Tiny Ticks, Big Problems

Be tick smart and enjoy summer in the great outdoors.

Tick-Borne Diseases

The tick population is on the rise, which means tick-borne illnesses are, too. Ticks become infected with diseases by taking blood from infected animals. Humans can get sick if an infected tick bites them.

graphic image of a tickProtect Yourself

Michael R. Brown, DO, a family medicine physician with Meritas Health Park Plaza, offers this advice.

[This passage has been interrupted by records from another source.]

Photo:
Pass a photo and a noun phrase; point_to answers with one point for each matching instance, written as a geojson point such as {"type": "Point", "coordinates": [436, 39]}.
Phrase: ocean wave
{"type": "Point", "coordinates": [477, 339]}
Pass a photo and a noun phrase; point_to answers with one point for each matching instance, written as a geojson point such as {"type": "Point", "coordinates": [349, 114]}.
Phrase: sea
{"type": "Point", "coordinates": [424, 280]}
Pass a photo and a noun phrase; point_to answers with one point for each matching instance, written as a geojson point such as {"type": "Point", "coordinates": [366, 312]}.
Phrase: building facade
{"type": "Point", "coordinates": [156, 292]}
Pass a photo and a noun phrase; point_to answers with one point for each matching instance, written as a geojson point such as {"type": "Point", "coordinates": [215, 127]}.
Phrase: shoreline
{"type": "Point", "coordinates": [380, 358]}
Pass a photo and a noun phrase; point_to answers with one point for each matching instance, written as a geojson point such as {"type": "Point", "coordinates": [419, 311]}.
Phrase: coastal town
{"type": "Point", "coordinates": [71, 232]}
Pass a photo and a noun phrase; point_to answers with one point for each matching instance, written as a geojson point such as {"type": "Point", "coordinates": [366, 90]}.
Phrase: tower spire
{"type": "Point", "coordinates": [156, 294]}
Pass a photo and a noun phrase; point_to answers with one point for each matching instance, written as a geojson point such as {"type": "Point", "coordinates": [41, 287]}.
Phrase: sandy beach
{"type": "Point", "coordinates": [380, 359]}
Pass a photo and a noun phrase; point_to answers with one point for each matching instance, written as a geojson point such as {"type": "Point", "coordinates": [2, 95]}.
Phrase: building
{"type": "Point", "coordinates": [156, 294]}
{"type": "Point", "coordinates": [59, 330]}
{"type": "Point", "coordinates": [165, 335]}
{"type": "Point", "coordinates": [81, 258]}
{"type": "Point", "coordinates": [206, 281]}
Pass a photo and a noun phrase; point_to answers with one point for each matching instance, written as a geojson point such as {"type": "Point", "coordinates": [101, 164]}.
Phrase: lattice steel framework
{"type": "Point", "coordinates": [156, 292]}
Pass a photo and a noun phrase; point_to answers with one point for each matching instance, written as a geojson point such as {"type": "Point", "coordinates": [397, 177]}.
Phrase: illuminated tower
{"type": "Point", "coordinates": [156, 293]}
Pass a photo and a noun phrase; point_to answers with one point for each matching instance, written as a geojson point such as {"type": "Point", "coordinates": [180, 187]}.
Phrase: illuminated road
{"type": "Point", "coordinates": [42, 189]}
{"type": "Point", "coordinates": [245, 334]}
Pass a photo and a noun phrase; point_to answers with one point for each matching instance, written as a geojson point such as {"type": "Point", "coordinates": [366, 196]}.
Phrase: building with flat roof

  • Apply a tick repellent with DEET to clothes and shoes
  • Wear long pants and long sleeves in wooded or brushy areas, or places with shrubs, bushes or tall grass
  • Check for ticks when you come inside
  • Toss outdoor clothes in the dryer; heat kills ticks
  • Shower with a washcloth and soap to dislodge any ticks

Best Removal Method

  • Don’t panic; most tick bites do not result in harmful infections
  • Grasp the tick close to the skin with fine-tipped tweezers
  • Pull straight up and out slowly so the mouth-parts don’t break off in the skin
  • Clean the area with rubbing alcohol, then wash it with soap and water
  • Dispose of a live tick by putting it in alcohol or a sealed bag; wrapping it tightly with tape; or flushing it down the toilet

When to Call the Doctor

Symptoms can appear days, even weeks, after a tick bite. Call your doctor if you have body aches, chills, fever, loss of appetite or rash.